Когда я думал о том, что могу встретить ее на улице, меня охватывала дрожь и слабели ноги. Как она поступит? Поздоровается? Отвернется? Или улыбнется мне? Мысленно я разыгрывал разные варианты нашей встречи в самом романтическом духе. У меня вошло в привычку вызывать в памяти ее образ перед сном. И больше всего мне нравилось, когда я видел ее всю в слезах, дрожащую и непостижимую, как в тот день.

* * *

Работать по пять, шесть, семь часов, работать до головной боли, терпеть эту боль и продолжать работу, потом, проглотив наскоро обед, снова работать. Во имя чего? Для кого? Отказываться по телефону от огонька дружбы, от вечера за рюмочкой и разговора по душам с другом, которого вижу трижды в неделю по пятнадцать минут, а поговорить толком не удается уже не год и не два… И ты, и я, мы оба так заняты…

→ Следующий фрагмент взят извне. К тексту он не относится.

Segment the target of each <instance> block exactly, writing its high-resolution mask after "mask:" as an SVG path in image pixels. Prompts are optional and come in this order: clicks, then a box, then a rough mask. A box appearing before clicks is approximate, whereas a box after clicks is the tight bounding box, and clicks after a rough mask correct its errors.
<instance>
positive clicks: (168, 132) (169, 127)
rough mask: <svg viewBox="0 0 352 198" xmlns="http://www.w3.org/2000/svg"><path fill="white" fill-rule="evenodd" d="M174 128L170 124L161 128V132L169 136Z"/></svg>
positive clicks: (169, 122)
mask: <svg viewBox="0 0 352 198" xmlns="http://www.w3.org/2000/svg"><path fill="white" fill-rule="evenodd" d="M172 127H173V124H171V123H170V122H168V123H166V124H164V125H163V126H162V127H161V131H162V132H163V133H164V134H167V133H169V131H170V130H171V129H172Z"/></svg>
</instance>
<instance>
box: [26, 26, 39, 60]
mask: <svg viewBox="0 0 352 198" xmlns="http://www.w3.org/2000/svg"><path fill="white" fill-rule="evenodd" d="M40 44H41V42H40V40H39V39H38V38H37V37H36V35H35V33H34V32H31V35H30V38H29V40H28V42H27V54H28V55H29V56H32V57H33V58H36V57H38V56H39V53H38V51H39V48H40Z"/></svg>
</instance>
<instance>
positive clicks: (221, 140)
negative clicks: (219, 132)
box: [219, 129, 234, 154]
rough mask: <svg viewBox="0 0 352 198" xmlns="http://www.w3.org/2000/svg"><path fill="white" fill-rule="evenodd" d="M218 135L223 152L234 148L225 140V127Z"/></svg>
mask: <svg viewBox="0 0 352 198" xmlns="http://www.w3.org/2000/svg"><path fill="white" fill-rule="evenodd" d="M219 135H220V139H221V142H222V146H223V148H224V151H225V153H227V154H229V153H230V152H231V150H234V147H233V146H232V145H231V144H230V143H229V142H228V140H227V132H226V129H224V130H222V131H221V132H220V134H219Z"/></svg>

Немного погодя поужинаю, — так, схвачу что-нибудь, — приму еще одну таблетку, чтобы взбодриться или, по крайней мере, не слишком клевать носом, и начну все сначала, вернее, возьмусь за старое. Скоро, чего доброго, уже не буду разбирать, где начало, где конец, где любовь, где ненависть, где отчаяние, а где надежда… Неужели докачусь до такого? Нет, нет! Ведь где-то, в самой глубине души, я страдаю от нелепости своей жизни: я живу, не живя, ничем себя не проявляя, ничего не достигая, лишь поддерживая кое-как будничное существование (ну что ты, какое там героически, вовсе нет!) без особой охоты жить и убеждения, что это нужно, разве что сверкнет порой луч человеческой теплоты или свежей мысли, да и то не ad hoc[92].

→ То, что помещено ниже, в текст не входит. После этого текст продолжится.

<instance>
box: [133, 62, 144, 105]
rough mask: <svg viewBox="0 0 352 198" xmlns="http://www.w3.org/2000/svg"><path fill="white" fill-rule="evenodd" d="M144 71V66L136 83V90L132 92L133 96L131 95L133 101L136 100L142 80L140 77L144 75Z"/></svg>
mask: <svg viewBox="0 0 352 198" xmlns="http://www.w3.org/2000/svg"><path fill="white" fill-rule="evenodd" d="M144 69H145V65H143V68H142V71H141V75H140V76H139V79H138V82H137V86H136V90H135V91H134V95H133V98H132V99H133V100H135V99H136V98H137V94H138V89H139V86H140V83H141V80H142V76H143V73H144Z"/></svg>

Я работаю на износ, не отличаясь здоровьем, лезу из кожи вон (я говорю это тебе, чья жизнь изо дня в день теплится тихим огнем, что, впрочем, ничем не лучше), чтобы оплачивать комфорт, к которому привык, не строя никаких планов и не желая ничего менять: прокат машины, относительный домашний уют, без цветов и музыки (правда, иногда трачусь и на это), и — что всего дороже — всякого рода излишества, вроде лишних костюмов и очистительной «самобомбардировки» после душного многотрудного дня.